That doesn’t mean that there are no problems with the way some of the money is used. It doesn’t always have the effect it should, it sometimes ends up in the wrong hands, it can enable some regimes to divert their ‘own’ resources to armaments, and when it’s used to support the purchase of goods and services from the UK it can look more like a subsidy to UK capitalists than aid to developing nations.
Those things, important though they are, and as much as they need to be acted on, are detail; the headline is that the UK is standing by its promise to aid those underdeveloped countries. In that context, his announcement this week that money from the aid budget could possibly be used to pay for some of the UK’s military activities overseas was astonishing, and a significant step backwards.
He has a point, of course, when he says that economic development is difficult in strife-torn countries and regions (although those are often the places most in need of aid). Peace and stability are important determinants of economic success. But paying for troops and military hardware for use by UK forces doesn’t look a lot like economic aid to me. And if those forces ever get into killing people, it’s hard to see how that would look a lot like ‘aid’ to those on the wrong end of any military action.

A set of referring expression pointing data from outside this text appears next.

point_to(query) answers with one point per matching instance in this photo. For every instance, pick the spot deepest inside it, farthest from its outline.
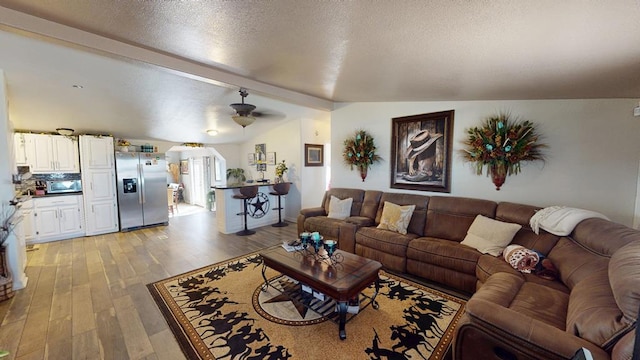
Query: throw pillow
(395, 217)
(530, 261)
(490, 236)
(339, 209)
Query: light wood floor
(87, 298)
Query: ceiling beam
(193, 70)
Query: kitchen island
(261, 208)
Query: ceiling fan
(245, 114)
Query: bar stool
(246, 193)
(279, 190)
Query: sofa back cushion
(416, 225)
(520, 214)
(600, 263)
(450, 217)
(356, 194)
(370, 204)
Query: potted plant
(237, 174)
(502, 143)
(281, 168)
(360, 151)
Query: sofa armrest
(499, 331)
(307, 213)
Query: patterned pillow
(339, 209)
(530, 261)
(395, 217)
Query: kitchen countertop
(245, 185)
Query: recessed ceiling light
(65, 131)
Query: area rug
(221, 312)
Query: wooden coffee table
(341, 282)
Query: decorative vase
(498, 173)
(363, 173)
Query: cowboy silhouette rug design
(221, 312)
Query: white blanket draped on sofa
(560, 220)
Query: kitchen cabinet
(99, 184)
(57, 218)
(28, 221)
(51, 153)
(20, 149)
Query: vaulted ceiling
(168, 70)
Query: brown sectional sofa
(510, 315)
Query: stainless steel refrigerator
(142, 189)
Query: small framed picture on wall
(313, 155)
(271, 158)
(184, 167)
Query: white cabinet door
(99, 185)
(97, 152)
(20, 146)
(28, 225)
(70, 219)
(47, 221)
(65, 152)
(39, 153)
(102, 217)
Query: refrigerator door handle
(139, 183)
(142, 185)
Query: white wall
(592, 160)
(15, 247)
(287, 141)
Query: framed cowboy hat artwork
(421, 151)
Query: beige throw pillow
(395, 217)
(339, 209)
(490, 236)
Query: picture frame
(271, 158)
(184, 167)
(261, 153)
(313, 155)
(421, 150)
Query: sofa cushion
(444, 253)
(395, 217)
(329, 228)
(339, 209)
(419, 217)
(341, 193)
(450, 217)
(593, 313)
(384, 240)
(490, 236)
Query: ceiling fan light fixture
(243, 121)
(243, 115)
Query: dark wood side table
(341, 282)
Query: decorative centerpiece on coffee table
(313, 245)
(501, 143)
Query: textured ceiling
(313, 53)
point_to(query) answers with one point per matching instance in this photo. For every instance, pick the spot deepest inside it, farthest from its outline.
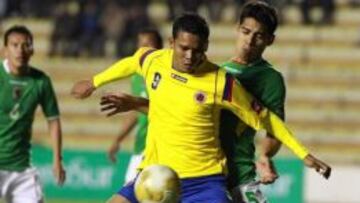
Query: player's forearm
(141, 105)
(119, 70)
(275, 126)
(56, 134)
(127, 125)
(270, 146)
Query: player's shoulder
(37, 74)
(147, 54)
(270, 72)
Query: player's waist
(187, 170)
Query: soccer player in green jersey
(186, 92)
(22, 89)
(147, 37)
(255, 31)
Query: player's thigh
(118, 199)
(127, 192)
(25, 188)
(248, 193)
(209, 189)
(132, 167)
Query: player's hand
(113, 151)
(59, 173)
(82, 89)
(266, 170)
(117, 103)
(322, 168)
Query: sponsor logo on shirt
(200, 97)
(156, 80)
(179, 78)
(16, 93)
(256, 106)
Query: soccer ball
(157, 184)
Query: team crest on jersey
(178, 77)
(16, 93)
(256, 106)
(200, 97)
(156, 80)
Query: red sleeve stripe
(143, 57)
(228, 87)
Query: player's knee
(118, 199)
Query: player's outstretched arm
(264, 165)
(127, 125)
(83, 89)
(320, 167)
(58, 169)
(121, 102)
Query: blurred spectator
(13, 8)
(177, 7)
(215, 8)
(64, 39)
(278, 4)
(113, 20)
(327, 7)
(92, 38)
(137, 18)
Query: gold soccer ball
(157, 184)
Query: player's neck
(245, 60)
(19, 71)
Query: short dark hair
(17, 29)
(262, 12)
(192, 23)
(155, 33)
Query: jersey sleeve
(235, 98)
(122, 68)
(274, 94)
(48, 101)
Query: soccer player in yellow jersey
(186, 94)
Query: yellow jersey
(184, 112)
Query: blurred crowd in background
(83, 26)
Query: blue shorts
(209, 189)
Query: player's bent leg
(209, 189)
(118, 199)
(24, 187)
(132, 171)
(126, 194)
(248, 193)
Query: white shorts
(132, 167)
(248, 193)
(20, 187)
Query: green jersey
(138, 89)
(267, 86)
(19, 97)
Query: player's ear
(171, 42)
(205, 45)
(271, 39)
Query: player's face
(189, 51)
(146, 40)
(18, 50)
(252, 39)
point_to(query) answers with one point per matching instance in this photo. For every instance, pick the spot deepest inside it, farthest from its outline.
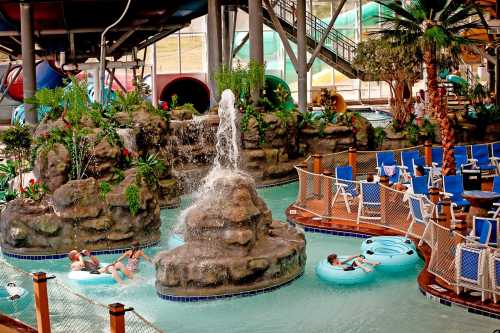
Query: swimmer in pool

It’s true, of course, that ‘peace-keeping’ doesn’t necessarily lead to actual military action, but if that was never even a remote possibility of the role, it wouldn’t need military personnel to undertake it. If using military personnel to enforce the peace doesn’t at least include the threat of lethal force, why are they needed?
There isn’t a simple black and white cut-off point between peace-keeping and intervention, however different the words sound. After all, wasn’t the intervention in Afghanistan supposed to be about bringing peace and stability to that country? I hardly think that particular intervention could ever be classed as ‘overseas aid for development’, though.
Paying for any part of the UK’s military out of overseas aid would be a travesty; it would make a complete nonsense of what was, at the time it was made, an honorouble and brave decision to maintain the economic aid programme at a time of domestic financial hardship.